Dieting can be a bit of a touchy subject for some people when it comes to making healthy decisions or losing weight. But why is it such a “trigger word” for some? The answer has nothing to do with the foods or opportunity costs of making health choices, but is simply mindset-based.
The truth is, mental health can play a role in dieting, and if you constantly feel like you are failing or “cheating” on your diet, it can be hard to succeed. Let’s take a closer look into choice vs. cheating and how you can achieve a healthy balance in your nutrition and lifestyle.
The fact is, there are no “bad” foods. Instead of adapting the mindset of “good” and “bad” foods, it is better to establish that there are some foods that are healthier than others, but you have the freedom to choose which you will put into your body and how you will ensure that you get a healthy balance of foods. The same concept goes for other lifestyle decisions such as how you spend your time. For example, you can’t say that it is “bad” to sit down and watch your favorite TV show after a long day and “good” to go on a 5 mile run instead. Yes, exercise is important and a healthier choice than being sedentary, but there is a time for both types of activities within moderation. Too much exercise can lead to injury and too much relaxation time can lead to a variety of health concerns. However, with moderation they can both be incorporated into your schedule to achieve a happy, healthy balance.
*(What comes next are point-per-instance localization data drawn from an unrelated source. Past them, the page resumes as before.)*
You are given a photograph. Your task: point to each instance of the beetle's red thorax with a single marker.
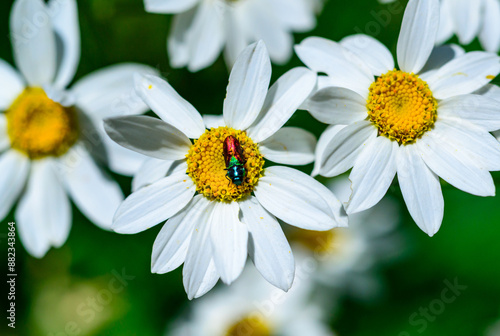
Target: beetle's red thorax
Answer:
(231, 148)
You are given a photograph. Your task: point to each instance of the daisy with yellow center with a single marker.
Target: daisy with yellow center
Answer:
(422, 122)
(219, 200)
(252, 307)
(47, 130)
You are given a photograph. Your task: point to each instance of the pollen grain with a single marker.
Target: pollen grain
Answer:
(207, 168)
(401, 106)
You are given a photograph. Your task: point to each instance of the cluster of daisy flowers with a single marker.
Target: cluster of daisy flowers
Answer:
(221, 184)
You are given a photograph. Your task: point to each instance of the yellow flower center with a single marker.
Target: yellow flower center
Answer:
(39, 127)
(207, 166)
(251, 325)
(401, 106)
(321, 242)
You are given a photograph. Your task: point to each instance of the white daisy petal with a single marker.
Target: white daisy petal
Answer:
(15, 168)
(229, 241)
(371, 51)
(372, 174)
(489, 36)
(322, 55)
(34, 45)
(421, 190)
(213, 121)
(418, 34)
(151, 171)
(169, 105)
(171, 245)
(446, 28)
(208, 281)
(178, 40)
(491, 91)
(154, 203)
(290, 145)
(439, 57)
(199, 256)
(283, 99)
(168, 6)
(247, 88)
(341, 152)
(479, 110)
(464, 74)
(335, 105)
(267, 245)
(474, 142)
(323, 145)
(466, 17)
(205, 36)
(298, 199)
(121, 160)
(4, 137)
(149, 136)
(44, 213)
(11, 85)
(110, 92)
(94, 193)
(65, 24)
(453, 165)
(236, 36)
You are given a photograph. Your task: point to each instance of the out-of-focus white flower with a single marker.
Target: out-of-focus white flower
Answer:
(347, 260)
(469, 19)
(212, 232)
(46, 129)
(201, 29)
(253, 307)
(418, 125)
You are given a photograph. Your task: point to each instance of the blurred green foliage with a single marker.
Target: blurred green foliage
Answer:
(48, 290)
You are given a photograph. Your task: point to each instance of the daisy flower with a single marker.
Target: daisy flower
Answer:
(420, 125)
(491, 91)
(201, 29)
(469, 19)
(219, 201)
(347, 260)
(253, 307)
(46, 129)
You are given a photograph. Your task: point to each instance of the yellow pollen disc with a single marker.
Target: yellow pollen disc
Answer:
(206, 165)
(39, 127)
(252, 325)
(321, 242)
(401, 106)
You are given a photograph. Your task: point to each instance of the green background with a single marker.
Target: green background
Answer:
(49, 290)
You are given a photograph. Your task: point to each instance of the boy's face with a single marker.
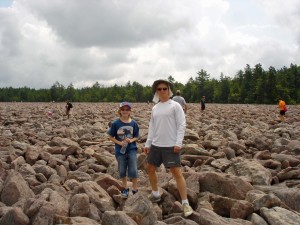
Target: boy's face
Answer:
(125, 110)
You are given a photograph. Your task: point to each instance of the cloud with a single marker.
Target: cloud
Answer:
(113, 42)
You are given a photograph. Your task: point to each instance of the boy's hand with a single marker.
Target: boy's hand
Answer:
(146, 150)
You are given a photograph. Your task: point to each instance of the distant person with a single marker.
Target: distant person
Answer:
(178, 98)
(202, 103)
(68, 106)
(124, 132)
(164, 141)
(282, 109)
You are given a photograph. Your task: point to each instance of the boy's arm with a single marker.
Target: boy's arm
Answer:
(115, 140)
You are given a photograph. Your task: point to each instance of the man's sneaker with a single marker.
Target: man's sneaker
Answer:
(187, 210)
(125, 193)
(153, 198)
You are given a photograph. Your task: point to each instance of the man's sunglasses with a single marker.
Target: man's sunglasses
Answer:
(160, 89)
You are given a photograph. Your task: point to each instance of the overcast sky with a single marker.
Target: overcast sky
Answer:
(116, 41)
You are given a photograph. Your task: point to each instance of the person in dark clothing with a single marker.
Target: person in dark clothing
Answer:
(202, 103)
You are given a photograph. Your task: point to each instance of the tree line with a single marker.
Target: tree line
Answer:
(249, 86)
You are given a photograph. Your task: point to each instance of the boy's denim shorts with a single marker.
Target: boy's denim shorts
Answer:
(127, 164)
(165, 155)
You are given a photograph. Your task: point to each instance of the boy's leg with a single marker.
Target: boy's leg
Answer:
(132, 169)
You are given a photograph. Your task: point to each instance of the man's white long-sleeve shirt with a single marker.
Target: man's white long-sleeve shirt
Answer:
(167, 125)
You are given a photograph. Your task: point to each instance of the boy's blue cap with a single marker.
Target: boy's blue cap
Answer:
(122, 104)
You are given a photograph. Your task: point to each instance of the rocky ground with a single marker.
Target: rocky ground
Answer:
(241, 165)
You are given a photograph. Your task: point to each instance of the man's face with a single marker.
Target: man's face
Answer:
(163, 90)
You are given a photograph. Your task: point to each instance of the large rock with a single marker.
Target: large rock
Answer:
(258, 174)
(15, 188)
(279, 216)
(224, 184)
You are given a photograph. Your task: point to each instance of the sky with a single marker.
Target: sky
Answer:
(115, 41)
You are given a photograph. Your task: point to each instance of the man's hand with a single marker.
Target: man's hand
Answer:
(177, 149)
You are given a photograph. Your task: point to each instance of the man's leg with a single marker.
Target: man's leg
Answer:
(152, 176)
(180, 181)
(181, 186)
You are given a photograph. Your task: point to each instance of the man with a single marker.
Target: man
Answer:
(178, 98)
(282, 109)
(202, 103)
(164, 141)
(68, 108)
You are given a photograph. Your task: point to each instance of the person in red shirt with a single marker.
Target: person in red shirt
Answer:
(282, 109)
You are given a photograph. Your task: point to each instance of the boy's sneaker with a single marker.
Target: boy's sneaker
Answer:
(125, 193)
(187, 210)
(153, 198)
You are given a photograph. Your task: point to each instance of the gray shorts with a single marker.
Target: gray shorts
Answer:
(165, 155)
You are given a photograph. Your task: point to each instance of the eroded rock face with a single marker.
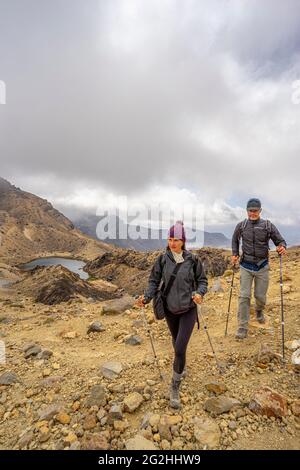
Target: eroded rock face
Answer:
(207, 432)
(221, 404)
(130, 269)
(54, 284)
(268, 402)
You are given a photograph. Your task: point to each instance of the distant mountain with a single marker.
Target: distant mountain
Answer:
(87, 223)
(30, 227)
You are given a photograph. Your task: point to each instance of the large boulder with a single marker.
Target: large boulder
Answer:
(268, 402)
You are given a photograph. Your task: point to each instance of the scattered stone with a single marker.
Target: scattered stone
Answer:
(48, 412)
(164, 429)
(33, 351)
(133, 340)
(97, 396)
(111, 370)
(216, 387)
(50, 382)
(296, 408)
(70, 335)
(216, 287)
(232, 425)
(207, 432)
(266, 354)
(154, 420)
(96, 326)
(117, 306)
(89, 422)
(221, 404)
(70, 438)
(63, 418)
(296, 358)
(8, 378)
(45, 354)
(292, 345)
(94, 442)
(139, 443)
(133, 401)
(115, 413)
(25, 440)
(120, 425)
(268, 402)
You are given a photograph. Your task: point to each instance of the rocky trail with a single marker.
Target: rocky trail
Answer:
(81, 374)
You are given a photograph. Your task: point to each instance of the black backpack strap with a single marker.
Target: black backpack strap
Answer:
(171, 280)
(268, 228)
(243, 226)
(195, 262)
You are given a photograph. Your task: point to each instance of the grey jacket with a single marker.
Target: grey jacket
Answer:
(179, 298)
(255, 237)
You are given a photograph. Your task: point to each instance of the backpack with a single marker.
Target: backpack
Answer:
(162, 262)
(195, 261)
(268, 227)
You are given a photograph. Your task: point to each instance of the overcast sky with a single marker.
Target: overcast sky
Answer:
(186, 99)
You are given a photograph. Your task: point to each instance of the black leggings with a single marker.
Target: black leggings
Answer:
(181, 327)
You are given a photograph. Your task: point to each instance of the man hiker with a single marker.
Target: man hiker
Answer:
(255, 233)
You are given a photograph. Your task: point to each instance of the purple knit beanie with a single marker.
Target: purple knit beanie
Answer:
(177, 231)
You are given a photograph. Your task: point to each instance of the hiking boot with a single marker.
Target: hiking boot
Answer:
(260, 316)
(174, 391)
(241, 333)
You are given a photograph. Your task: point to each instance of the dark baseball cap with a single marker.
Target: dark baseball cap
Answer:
(253, 203)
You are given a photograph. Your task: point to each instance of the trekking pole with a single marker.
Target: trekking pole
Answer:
(282, 312)
(230, 295)
(208, 336)
(151, 341)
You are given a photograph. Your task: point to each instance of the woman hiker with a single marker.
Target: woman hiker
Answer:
(187, 290)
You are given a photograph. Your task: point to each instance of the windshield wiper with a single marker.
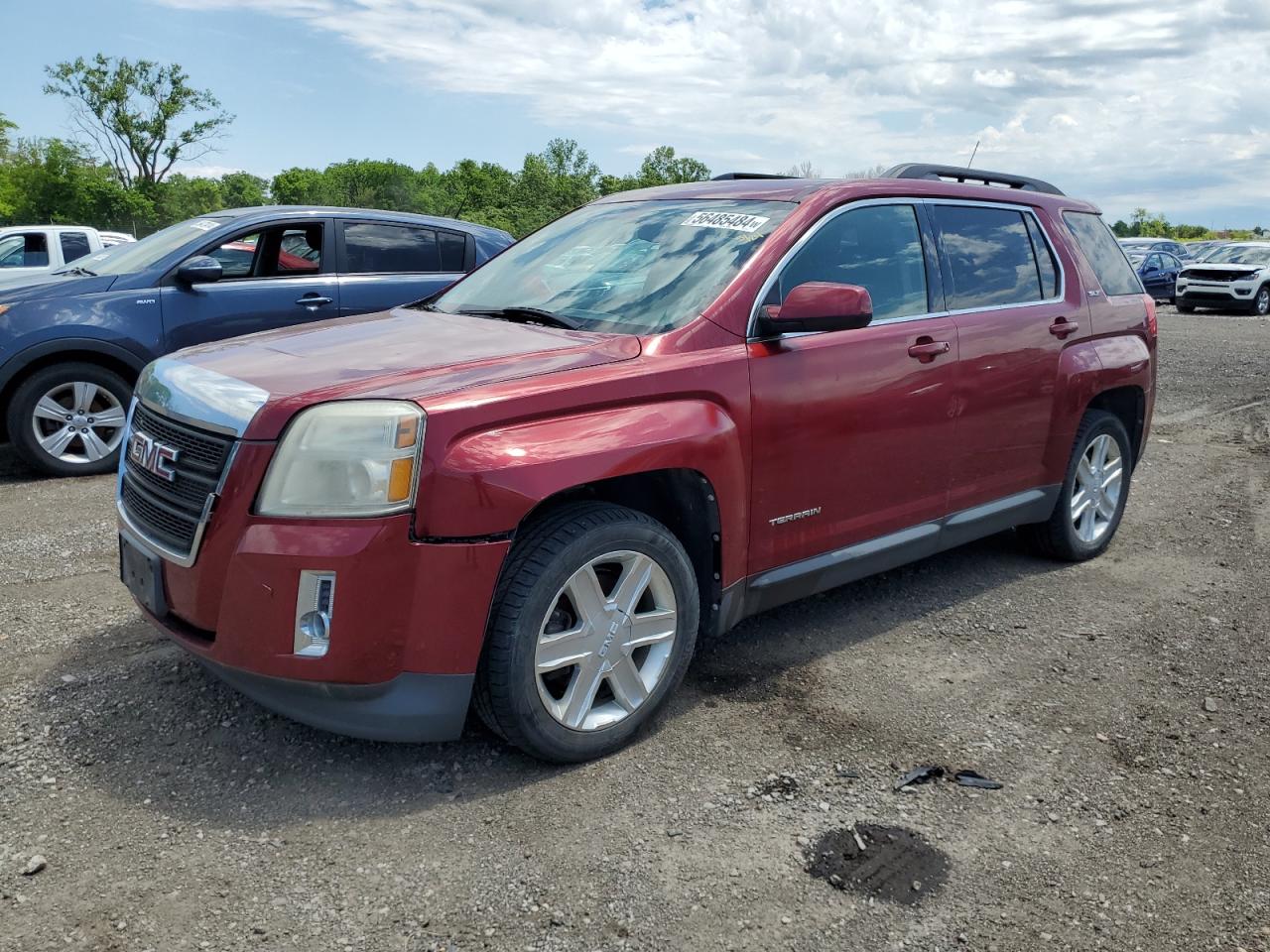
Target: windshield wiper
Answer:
(527, 315)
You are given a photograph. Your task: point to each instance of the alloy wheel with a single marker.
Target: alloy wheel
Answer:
(79, 421)
(1096, 494)
(606, 642)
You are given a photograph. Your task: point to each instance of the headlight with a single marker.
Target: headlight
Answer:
(354, 457)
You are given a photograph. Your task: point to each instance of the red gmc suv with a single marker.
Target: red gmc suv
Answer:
(656, 416)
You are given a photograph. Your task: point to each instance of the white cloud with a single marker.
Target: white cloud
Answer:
(1100, 95)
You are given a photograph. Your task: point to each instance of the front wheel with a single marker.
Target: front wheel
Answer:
(68, 419)
(1093, 494)
(1261, 302)
(593, 626)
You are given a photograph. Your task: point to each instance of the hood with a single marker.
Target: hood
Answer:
(404, 353)
(42, 286)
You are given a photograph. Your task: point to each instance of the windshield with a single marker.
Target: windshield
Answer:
(1234, 254)
(635, 267)
(137, 255)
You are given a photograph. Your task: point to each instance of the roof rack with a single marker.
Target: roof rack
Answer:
(971, 177)
(729, 176)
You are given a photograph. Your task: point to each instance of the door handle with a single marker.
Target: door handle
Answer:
(1064, 326)
(928, 349)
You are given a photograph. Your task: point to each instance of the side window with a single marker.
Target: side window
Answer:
(300, 252)
(377, 249)
(989, 255)
(238, 255)
(875, 246)
(281, 252)
(24, 250)
(1047, 266)
(453, 250)
(1102, 253)
(73, 245)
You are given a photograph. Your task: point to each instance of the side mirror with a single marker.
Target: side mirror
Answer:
(820, 306)
(199, 270)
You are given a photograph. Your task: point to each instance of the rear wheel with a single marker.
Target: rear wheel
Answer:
(593, 626)
(1093, 494)
(68, 419)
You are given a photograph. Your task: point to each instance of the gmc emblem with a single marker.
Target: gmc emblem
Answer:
(153, 456)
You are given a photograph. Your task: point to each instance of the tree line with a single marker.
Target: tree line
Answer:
(137, 119)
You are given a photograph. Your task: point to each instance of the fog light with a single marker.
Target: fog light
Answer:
(316, 602)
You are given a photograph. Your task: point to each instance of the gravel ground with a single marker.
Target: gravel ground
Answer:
(1124, 705)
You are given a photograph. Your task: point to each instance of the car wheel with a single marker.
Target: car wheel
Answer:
(1093, 493)
(1261, 302)
(593, 625)
(68, 419)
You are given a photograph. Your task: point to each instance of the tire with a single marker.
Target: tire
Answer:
(534, 603)
(1261, 302)
(87, 444)
(1066, 537)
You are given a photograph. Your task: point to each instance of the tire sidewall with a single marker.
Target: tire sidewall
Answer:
(1262, 295)
(552, 738)
(1102, 424)
(23, 403)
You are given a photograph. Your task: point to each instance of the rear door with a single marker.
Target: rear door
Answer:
(275, 276)
(385, 264)
(1005, 286)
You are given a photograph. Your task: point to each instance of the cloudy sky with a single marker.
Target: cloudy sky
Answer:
(1164, 104)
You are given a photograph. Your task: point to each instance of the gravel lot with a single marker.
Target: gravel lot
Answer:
(1124, 705)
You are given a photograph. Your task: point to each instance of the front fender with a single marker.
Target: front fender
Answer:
(488, 481)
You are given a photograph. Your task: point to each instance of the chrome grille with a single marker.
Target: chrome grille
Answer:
(171, 513)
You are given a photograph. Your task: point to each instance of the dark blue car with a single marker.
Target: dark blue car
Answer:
(72, 344)
(1159, 272)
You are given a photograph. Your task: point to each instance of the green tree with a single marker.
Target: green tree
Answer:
(299, 186)
(182, 197)
(240, 189)
(5, 125)
(135, 112)
(659, 168)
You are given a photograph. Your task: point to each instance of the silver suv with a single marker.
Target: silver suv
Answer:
(1234, 277)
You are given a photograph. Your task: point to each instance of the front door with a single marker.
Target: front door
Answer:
(273, 277)
(1014, 316)
(852, 430)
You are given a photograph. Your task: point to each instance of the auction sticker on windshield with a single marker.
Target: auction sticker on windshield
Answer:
(726, 220)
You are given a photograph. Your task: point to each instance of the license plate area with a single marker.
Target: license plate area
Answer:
(143, 572)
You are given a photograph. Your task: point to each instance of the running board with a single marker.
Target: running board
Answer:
(828, 570)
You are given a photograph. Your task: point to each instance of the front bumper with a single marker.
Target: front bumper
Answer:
(411, 707)
(1232, 295)
(407, 624)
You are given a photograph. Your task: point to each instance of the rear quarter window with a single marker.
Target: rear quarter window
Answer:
(1103, 254)
(989, 257)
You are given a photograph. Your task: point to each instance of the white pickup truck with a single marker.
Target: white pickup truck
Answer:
(32, 250)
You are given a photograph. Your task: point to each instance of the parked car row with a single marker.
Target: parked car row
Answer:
(73, 339)
(33, 250)
(1218, 275)
(531, 492)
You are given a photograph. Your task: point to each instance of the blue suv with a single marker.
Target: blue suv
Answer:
(72, 345)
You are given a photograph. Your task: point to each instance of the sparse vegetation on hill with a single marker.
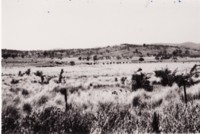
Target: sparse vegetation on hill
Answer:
(123, 51)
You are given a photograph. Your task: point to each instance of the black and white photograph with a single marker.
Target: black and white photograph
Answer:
(100, 66)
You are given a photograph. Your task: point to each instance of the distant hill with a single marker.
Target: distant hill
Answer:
(123, 51)
(190, 45)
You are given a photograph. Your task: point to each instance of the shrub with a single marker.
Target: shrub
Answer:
(14, 81)
(10, 117)
(141, 59)
(42, 100)
(27, 108)
(72, 63)
(141, 81)
(38, 73)
(25, 92)
(28, 72)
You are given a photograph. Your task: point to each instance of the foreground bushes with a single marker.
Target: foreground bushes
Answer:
(110, 118)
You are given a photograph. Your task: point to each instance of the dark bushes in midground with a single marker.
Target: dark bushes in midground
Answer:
(110, 118)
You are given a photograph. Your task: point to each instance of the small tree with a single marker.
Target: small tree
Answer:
(141, 59)
(79, 58)
(72, 63)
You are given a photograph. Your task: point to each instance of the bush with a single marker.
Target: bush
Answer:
(14, 81)
(141, 81)
(25, 92)
(28, 72)
(27, 108)
(38, 73)
(141, 59)
(10, 117)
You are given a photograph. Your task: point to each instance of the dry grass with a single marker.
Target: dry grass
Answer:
(98, 103)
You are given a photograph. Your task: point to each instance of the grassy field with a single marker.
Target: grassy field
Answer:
(97, 100)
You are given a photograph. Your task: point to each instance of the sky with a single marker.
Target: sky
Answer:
(63, 24)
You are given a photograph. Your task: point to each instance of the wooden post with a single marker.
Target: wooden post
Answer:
(185, 94)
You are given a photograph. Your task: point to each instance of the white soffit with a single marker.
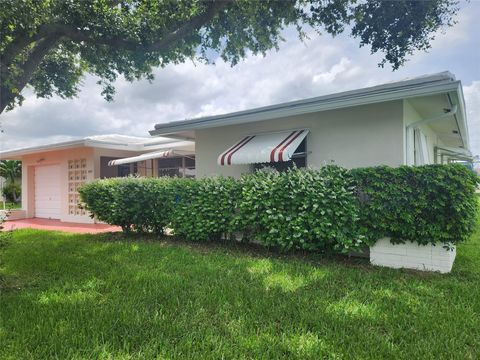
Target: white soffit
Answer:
(262, 148)
(150, 156)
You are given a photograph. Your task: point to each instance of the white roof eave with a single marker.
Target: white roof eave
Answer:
(349, 99)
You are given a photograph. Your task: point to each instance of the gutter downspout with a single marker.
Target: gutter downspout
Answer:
(411, 127)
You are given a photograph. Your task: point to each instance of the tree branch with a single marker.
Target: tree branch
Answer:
(162, 44)
(28, 67)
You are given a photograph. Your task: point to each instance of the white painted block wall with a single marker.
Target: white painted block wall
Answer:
(412, 256)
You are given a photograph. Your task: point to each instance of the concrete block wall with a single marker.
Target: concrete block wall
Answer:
(412, 256)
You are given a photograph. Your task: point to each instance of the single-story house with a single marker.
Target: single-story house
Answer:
(51, 174)
(414, 121)
(411, 122)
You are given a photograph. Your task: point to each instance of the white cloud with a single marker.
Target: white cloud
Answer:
(320, 66)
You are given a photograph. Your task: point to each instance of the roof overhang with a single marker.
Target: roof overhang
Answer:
(150, 156)
(442, 83)
(112, 142)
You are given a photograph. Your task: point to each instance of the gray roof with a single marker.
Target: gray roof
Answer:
(411, 87)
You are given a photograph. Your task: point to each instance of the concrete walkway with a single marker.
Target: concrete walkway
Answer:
(57, 225)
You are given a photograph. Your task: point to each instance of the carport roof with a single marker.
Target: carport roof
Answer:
(113, 141)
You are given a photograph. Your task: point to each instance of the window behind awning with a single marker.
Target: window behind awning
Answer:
(263, 148)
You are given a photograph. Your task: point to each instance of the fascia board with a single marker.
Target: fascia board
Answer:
(299, 109)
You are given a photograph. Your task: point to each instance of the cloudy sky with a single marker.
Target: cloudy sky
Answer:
(319, 66)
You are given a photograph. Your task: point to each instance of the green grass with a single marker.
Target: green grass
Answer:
(97, 297)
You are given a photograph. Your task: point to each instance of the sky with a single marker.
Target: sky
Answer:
(318, 66)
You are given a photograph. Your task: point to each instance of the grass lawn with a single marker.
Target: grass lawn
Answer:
(97, 297)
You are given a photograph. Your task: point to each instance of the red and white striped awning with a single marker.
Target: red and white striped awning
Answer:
(262, 148)
(149, 156)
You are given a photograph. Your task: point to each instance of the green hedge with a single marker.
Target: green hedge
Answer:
(326, 209)
(135, 204)
(300, 209)
(424, 204)
(205, 209)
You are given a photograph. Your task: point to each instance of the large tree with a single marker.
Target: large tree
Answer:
(51, 44)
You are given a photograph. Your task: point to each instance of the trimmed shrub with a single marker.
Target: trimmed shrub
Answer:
(205, 209)
(98, 197)
(326, 209)
(135, 204)
(301, 209)
(424, 204)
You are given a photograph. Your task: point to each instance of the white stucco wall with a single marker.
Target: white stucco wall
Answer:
(410, 115)
(353, 137)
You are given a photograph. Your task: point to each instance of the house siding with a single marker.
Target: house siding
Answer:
(359, 136)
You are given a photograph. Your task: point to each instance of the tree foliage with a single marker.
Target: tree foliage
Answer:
(51, 44)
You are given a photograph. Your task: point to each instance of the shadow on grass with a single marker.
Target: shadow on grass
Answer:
(97, 296)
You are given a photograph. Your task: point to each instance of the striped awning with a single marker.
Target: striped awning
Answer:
(149, 156)
(263, 148)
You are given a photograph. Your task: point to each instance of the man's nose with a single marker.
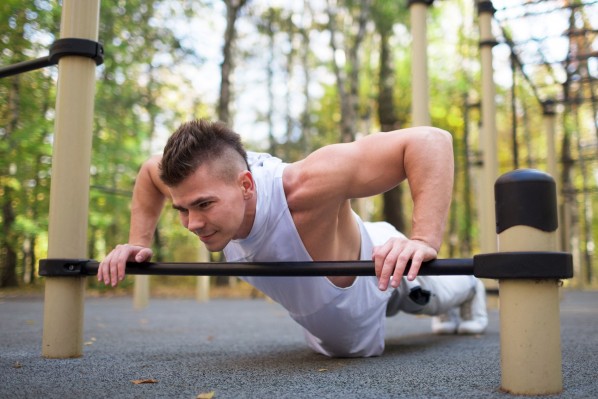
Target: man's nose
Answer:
(196, 221)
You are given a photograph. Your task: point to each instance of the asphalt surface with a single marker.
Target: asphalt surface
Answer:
(252, 349)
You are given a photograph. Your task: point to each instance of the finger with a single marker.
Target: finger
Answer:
(399, 267)
(100, 274)
(117, 264)
(388, 268)
(144, 255)
(416, 262)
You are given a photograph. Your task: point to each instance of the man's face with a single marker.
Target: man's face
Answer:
(214, 209)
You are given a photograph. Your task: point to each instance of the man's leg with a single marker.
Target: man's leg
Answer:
(457, 302)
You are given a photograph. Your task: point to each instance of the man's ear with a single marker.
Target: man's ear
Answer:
(247, 184)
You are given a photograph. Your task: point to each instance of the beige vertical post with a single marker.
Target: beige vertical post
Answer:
(419, 62)
(202, 288)
(529, 308)
(489, 135)
(63, 304)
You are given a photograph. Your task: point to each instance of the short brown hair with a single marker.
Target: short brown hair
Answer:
(195, 143)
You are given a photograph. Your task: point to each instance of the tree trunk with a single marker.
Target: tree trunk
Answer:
(232, 12)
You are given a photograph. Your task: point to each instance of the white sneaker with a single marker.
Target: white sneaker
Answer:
(446, 323)
(473, 312)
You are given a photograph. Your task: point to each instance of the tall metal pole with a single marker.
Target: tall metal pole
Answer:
(419, 62)
(63, 305)
(489, 135)
(549, 113)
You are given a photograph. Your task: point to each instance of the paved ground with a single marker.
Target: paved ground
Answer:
(251, 349)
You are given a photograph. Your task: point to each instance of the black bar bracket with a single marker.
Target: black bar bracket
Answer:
(60, 48)
(74, 46)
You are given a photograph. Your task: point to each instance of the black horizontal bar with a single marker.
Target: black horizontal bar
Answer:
(82, 267)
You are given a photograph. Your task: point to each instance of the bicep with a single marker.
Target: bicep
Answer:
(376, 163)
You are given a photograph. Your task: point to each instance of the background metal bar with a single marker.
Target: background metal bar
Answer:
(438, 267)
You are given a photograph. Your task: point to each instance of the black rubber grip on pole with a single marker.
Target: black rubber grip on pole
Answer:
(526, 197)
(534, 265)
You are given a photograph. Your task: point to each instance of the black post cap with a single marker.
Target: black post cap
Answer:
(526, 197)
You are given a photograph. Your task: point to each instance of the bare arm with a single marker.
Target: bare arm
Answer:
(374, 165)
(149, 196)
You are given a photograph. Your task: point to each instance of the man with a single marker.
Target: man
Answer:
(257, 208)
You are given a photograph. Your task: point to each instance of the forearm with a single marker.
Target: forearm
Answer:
(429, 166)
(148, 201)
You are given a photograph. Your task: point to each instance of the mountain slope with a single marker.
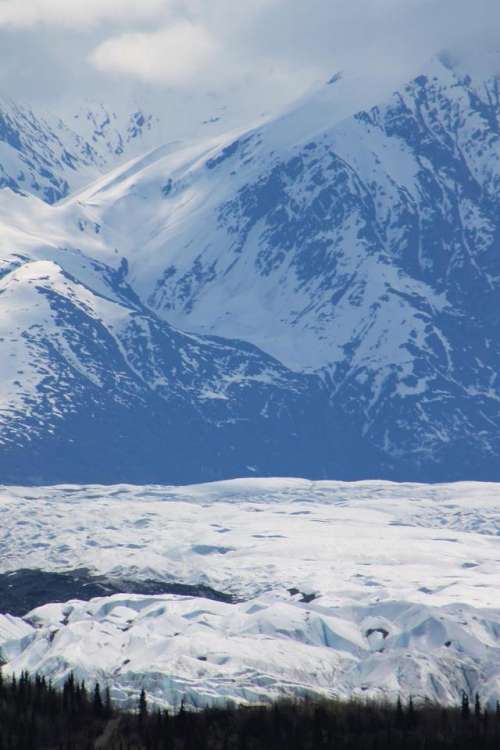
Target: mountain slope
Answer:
(95, 386)
(44, 156)
(359, 250)
(365, 247)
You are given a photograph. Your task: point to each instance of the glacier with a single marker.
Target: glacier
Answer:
(372, 589)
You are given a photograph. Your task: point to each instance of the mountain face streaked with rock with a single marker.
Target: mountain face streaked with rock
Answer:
(338, 274)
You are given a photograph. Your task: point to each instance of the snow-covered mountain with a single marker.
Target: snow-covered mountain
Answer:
(43, 155)
(369, 589)
(359, 248)
(362, 246)
(94, 385)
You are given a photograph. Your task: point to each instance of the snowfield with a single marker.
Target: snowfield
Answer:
(364, 588)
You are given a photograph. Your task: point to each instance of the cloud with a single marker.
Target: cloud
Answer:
(220, 56)
(172, 55)
(76, 14)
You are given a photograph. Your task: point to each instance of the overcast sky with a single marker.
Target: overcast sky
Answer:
(254, 55)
As mentioned before, the mindset that eating foods that are less healthy is “cheating” on your diet can be faulty as it can make you feel as though you have failed yourself by “giving into your cravings.” This is a silly concept if there are no “bad” foods. By viewing all of your food decisions as choices rather than a list of dos and don’ts, you grant yourself the freedom, capability, and maturity to make decisions that are best for you rather than a “one size fits all” approach to being healthy. Someone who has a more strenuous exercise regimen will require more and different types of food than someone who isn’t as regimented with their workout routine, just like someone with low blood sugar has more flexibility with their sugar intake than someone with diabetes. The trick to finding success with your choices is being honest with yourself concerning your state of health, needs, and ability to make healthy choices. When in doubt, it is always a good idea to consult with a health coach or nutrition counselor to evaluate your habits and advise you how to make choices that will empower and nourish you optimally.